Just a month before unleashing a deadly rampage at the Washington Navy Yard, crazed gunman Aaron Alexis told cops he hearing voices and that people were sending “vibrations to his body” to keep him from sleeping, officials said Tuesday.

Alexis‘ bizarre rantings can be found in a police report in Rhode Island, where Newport cops came to his hotel room one day last month at 6 a.m. and listened to him ramble about a “microwave machine” that that was being used to send vibrations through the ceiling to keep  him from sleeping.

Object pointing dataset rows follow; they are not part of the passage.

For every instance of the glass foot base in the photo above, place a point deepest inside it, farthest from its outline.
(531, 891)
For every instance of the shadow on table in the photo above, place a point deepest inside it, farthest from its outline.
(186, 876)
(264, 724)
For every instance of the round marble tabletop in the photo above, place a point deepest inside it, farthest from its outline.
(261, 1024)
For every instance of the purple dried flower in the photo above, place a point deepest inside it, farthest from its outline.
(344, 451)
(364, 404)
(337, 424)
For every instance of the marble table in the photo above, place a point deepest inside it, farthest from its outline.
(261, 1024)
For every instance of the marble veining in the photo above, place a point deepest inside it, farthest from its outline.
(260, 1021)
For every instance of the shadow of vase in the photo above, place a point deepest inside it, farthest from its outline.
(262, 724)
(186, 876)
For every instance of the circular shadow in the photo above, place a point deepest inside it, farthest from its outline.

Alexis stayed at three different hotels that night, Aug. 7, to try to elude the imagined evil-doers, yet insisted to cops that he had never had any sort of mental episode.

“I advised … to stay away from the individuals that are following him and to notify NPD if they attempt to make contact with him,” an officer wrote in the report.

Alexis told the officers that he was a naval contractor, and that he had gotten into an altercation with someone at the airport during a flight from Virginia to Rhode Island.

He said the person “had sent three people to follow him and to keep him awake by talking to him and sending vibrations to his body” cops said

Alexis told the cops he “had never felt anything like this before,” and that “he was worried these people were going to harm him,” the report said.

It was not clear why Alexis was in Rhode Island.